Microsoft’s AI Image Generator Construct Life-Like Pictures “Pixel By Pixel”
A step beyond Google's doodling AI, this new technology has applications for sketch assistants and photo editing tools.
Artificial intelligence (AI) has become increasingly more advanced in areas like humanoid vocal inflections and even building itself, but the art of drawing has long stymied computers. While Google may have taught its AI to doodle using its SketchRNN program, asking a computer to draw something specific, and more complicated, is a far bigger challenge. But now, researchers at Microsoft have programmed an AI image generator that can create pictures based on text descriptions.

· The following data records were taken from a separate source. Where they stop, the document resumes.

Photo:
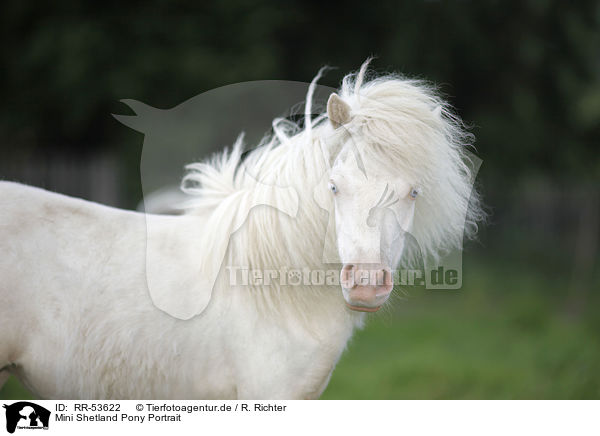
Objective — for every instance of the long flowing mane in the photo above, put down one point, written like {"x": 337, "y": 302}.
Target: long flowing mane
{"x": 409, "y": 130}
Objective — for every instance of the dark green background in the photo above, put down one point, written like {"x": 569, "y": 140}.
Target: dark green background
{"x": 525, "y": 75}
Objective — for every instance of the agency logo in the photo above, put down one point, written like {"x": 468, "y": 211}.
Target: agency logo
{"x": 26, "y": 415}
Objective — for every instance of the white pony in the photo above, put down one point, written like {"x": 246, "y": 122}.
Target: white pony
{"x": 77, "y": 320}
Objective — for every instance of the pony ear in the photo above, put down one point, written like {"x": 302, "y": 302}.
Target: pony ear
{"x": 337, "y": 110}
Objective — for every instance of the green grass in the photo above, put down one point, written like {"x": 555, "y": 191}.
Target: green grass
{"x": 506, "y": 334}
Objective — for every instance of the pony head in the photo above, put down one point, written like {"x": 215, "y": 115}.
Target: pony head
{"x": 399, "y": 167}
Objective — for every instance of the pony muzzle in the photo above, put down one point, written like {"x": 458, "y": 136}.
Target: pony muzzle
{"x": 366, "y": 287}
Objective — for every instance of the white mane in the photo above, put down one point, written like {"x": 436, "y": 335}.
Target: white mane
{"x": 410, "y": 131}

This is an impressive accomplishment, as asking a computer to produce an image is far more challenging than asking it to find an image that matches a certain description on the internet. Microsoft’s AI image generator, called Attentional Generative Adversarial Network (AttnGAN), was trained with image and caption pairs with the goal of teaching it which words are associated with which images.
In their paper, the researchers wrote that their AI is able to automatically select the condition at the word level for generating different parts of the image, an unprecedented feat. For example, they inputed “this bird has a green crown black primaries and a white belly,” and the computer constructed the associated image with surprising accuracy.
Principal researcher Xiaodong He said in a Microsoft press release, “If you go to Bing and you search for a bird, you get a bird picture. But here, the pictures are created by the computer, pixel by pixel, from scratch.”
This technology is a three-fold improvement from previous image generators, the researchers say, and could improve photographers’ image editing process or serve as sketch assistant for artists. In the press release, He said he imagines animated movies generated from a written script could be another application.
It’s clear that tech companies like Google and Microsoft will continue to jockey for AI supremacy by pushing the limits of machine learning. But in this case, Microsoft’s multicolored bird image seems more impressive than Google’s cat doodles.